Napping seemed to be the order of the day for Twenty-Two, also.  Getting born is hard work.  Making sure she had everything she'd need, I left Tessie in for one more day so she could get some rest, too.  When I went down in the afternoon to check on mother and son, I found Twenty-Two had wedged himself into one of the openings the squirrels had made under the barn wall and could go neither forward nor back.  What is it with boys?  Given the least opportunity to get into trouble, they jump on it or, in this case, into it.  Pulling him free, I put him next to his mama and he went straight for some comfort food.  I've got to work out a new schedule today, as I'll turn Tessie out with the herd and start bottle feeding Twenty-Two.

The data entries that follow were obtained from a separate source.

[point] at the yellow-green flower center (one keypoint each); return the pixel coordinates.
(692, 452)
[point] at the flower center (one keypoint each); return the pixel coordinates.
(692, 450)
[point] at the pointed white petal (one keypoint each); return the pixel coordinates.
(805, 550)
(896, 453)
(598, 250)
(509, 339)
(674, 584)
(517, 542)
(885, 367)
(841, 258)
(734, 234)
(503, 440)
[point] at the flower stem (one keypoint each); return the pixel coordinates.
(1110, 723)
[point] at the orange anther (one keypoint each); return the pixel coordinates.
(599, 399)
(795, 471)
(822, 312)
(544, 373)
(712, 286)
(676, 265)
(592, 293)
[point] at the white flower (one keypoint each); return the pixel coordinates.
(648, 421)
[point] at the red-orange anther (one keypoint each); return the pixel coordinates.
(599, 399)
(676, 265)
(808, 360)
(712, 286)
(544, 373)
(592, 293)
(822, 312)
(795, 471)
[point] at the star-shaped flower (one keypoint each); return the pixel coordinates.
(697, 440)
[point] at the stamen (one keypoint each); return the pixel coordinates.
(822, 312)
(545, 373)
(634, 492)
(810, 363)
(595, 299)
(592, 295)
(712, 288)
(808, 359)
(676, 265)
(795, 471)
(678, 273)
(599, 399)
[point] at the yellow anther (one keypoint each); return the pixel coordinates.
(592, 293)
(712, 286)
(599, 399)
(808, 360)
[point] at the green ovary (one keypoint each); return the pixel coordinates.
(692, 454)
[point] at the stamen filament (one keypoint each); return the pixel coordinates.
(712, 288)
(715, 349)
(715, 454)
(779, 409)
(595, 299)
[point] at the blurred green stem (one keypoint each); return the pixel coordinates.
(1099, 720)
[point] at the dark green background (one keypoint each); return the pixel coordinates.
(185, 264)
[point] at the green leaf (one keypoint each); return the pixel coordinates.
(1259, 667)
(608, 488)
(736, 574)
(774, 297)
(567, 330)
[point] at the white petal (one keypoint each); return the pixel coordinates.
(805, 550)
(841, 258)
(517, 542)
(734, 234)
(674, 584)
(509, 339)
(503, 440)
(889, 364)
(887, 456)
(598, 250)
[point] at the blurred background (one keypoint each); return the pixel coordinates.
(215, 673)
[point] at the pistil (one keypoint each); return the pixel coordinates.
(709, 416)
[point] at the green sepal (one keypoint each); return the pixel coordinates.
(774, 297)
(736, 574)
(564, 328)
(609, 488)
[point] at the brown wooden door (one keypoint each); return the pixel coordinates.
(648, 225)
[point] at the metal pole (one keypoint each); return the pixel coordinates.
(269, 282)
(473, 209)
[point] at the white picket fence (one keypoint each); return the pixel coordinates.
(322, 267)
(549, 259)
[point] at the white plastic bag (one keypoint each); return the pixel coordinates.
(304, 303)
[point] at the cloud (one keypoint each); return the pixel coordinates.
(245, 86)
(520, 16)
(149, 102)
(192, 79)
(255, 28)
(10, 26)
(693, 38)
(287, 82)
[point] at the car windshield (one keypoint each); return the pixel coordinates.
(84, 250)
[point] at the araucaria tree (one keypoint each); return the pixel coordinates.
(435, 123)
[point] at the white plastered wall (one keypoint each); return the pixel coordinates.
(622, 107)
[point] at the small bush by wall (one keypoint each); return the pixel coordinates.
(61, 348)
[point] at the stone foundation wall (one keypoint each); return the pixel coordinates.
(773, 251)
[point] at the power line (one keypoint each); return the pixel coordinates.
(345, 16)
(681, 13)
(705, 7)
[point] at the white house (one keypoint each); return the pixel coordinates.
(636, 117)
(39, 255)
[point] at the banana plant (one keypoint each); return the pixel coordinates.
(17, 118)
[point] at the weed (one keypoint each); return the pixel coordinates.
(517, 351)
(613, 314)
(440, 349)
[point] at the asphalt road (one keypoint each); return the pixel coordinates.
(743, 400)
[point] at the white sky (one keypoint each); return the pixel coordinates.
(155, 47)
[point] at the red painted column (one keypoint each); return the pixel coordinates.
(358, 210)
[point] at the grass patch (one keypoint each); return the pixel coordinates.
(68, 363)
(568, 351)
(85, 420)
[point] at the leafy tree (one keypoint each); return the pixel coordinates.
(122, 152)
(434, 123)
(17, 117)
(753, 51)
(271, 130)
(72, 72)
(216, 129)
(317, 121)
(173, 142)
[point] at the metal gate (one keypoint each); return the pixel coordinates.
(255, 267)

I don't think I can stretch that "nothing to do" into two days, but it sure was nice to lie back like the Lady to the Manor born for the day.

Friday, July 22, 2011

Surprise Package

Tessie is always the last doe to leave the barn in the morning and sometimes needs a little coaxing, but when I stepped in yesterday, she wouldn't move.  And then I was stunned to see why.  It wasn't the Wells-Fargo Wagon but the stork that had made a surprise delivery in the wee hours of the day.  Tess had already passed the placenta, which sometimes takes a couple of hours after the birth, and the little kid was having breakfast.  I had actually decided that Tessie's visit to sex camp had not been successful.  She showed no real signs of pregnancy in belly or udder, and certainly no indication of impending delivery...I had been checking her daily.  As a first-time mom, perhaps Tessie was as surprised as I.  I had not separated her from the others, so perhaps Cindy, Esther, and Inga acted as aunties and helped her through the labor.  As soon as the baby stepped away from the breakfast bar, I scooped it up to check for gender and was, I'll admit, disappointed to find he was a male.  It's harder to find a buyer for bucks/wethers, and they usually go to an unhappy fate.  As are all babies, little Twenty-Two is a cutie.  It will be hard not to become attached.  I cleaned the big room, gave Tessie grain and alfalfa and brought her a bucket of water, and left her and baby inside for the day.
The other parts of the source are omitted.